I realized that "M" CIGAR doesn't mean no mismatch. For example, 150M doesn't mean perfect match. It could contain mismatch which is specified in MD tag.
In the SAM SPEC, 'M' means alignment match (can be a sequence match or mismatch)
My confusion is:
1) If 'M' means either alignment with mismatch or without match, I feel it is kind of redundant. MD tag alone can provide more detailed information regarding where the mismatch is.
2) When variant caller accept bam as input, which information does caller take to make the call? My understanding is MD tag (tell where the variant is), base call quality and maybe AS tag (use base quality and mapping quality to estimate the variant call confidence). Am I understand right? Does caller take anything else from bam when calling the variant?
Thanks a lot for any comments:)
BBMap tools that process sam/bam files and do anything related to mismatches (like calling variants or quality analysis) require either:
With the old 'M'-style cigar strings there's no way to tell if a base is a match or mismatch by examining the line alone, which kind of defeats the purpose of creating a file format for aligned sequences. I'd be happy to see MD tags disappear, but only if 'M'-style cigar strings disappear at the same time.
Additionally, variant-callers tend to use flag bits, particularly concerning whether the read is properly paired, and possibly the pnext or tlen fields to consider the observed insert size.
I can't believe I forgot flags and pnext/tlen!
Thanks for explaining. But different aligners set MAPQ value differently. For example bwa set MAPQ 255 as quality not available while STAR set 255 as uniquely mapped. How variant caller determine MAPQ value then?

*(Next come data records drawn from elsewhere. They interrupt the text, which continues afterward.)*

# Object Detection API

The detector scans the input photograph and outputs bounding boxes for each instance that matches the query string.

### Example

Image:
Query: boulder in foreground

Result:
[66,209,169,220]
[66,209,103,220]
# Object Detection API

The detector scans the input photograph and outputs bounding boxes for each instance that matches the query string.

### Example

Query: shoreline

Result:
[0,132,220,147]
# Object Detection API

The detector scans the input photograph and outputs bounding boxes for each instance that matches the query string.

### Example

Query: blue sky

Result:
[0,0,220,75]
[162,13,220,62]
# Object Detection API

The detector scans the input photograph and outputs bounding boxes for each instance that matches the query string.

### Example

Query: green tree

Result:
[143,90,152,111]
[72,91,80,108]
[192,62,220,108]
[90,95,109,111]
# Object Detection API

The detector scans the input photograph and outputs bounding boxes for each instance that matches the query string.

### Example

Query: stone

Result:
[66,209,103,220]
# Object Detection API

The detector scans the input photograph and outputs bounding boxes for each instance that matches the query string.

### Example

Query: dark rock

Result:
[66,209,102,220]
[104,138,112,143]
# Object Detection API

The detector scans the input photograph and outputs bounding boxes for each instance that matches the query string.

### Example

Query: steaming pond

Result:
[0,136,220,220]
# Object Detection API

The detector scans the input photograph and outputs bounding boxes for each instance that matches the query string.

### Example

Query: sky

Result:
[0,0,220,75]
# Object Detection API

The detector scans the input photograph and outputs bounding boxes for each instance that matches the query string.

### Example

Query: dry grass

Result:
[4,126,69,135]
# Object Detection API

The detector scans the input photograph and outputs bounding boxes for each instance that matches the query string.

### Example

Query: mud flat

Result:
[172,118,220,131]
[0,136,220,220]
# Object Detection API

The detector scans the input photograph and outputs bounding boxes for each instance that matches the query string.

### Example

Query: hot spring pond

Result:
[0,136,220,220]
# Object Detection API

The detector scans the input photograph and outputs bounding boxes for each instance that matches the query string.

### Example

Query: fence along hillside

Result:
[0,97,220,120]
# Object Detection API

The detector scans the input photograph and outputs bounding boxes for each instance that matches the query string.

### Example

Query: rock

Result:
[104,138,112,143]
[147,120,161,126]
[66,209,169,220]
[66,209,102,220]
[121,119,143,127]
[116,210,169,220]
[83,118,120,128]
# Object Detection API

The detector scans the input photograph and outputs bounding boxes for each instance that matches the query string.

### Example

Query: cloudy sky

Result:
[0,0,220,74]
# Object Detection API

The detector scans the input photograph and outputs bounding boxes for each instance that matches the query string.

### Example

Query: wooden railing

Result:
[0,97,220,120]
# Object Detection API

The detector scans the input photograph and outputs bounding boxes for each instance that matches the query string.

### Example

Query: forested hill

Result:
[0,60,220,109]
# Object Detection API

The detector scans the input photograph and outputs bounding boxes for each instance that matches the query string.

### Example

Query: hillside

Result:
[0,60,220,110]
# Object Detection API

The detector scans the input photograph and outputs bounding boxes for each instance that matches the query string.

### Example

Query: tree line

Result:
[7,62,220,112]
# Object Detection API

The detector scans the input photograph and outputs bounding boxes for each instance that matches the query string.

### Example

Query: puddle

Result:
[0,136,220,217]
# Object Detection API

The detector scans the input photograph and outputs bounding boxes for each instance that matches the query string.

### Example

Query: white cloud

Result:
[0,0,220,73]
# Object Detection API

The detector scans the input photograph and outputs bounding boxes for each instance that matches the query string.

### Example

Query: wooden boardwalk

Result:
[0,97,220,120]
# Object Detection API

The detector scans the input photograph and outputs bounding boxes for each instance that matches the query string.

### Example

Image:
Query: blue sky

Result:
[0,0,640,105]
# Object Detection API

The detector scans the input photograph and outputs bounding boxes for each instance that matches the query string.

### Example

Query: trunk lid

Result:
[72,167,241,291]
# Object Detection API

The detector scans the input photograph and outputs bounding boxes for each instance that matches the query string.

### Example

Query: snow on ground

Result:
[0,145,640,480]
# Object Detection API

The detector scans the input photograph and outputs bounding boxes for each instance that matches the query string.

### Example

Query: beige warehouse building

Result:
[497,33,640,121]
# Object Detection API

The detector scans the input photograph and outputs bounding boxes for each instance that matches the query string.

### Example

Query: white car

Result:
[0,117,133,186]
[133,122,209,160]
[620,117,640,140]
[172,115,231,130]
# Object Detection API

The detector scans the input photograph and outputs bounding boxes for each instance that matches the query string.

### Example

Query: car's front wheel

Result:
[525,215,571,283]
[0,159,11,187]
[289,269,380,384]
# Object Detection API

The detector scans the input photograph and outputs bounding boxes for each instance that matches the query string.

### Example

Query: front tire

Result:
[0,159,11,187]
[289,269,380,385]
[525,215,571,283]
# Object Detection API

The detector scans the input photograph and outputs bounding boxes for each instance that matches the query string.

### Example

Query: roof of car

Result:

You variant call DNA sequencing aligned with tools such as BWA, however RNA is a quantification experiment, not intended for genotyping. If you want to use RNA sequencing aligned with STAR to perform genotyping then you'd need to use GATK's Split'N'Trim tool to fix the MQ255 issue (amongst other caveats) - Here's a link to their attempt at performing genotyping on RNA sequencing data.
As andrew.j.skelton73 mentioned, RNAseq aligners have their own set of issues. Variant callers mostly need to know that "higher is better", with the possible exception of 255. So they can then use that in setting a priori expectations.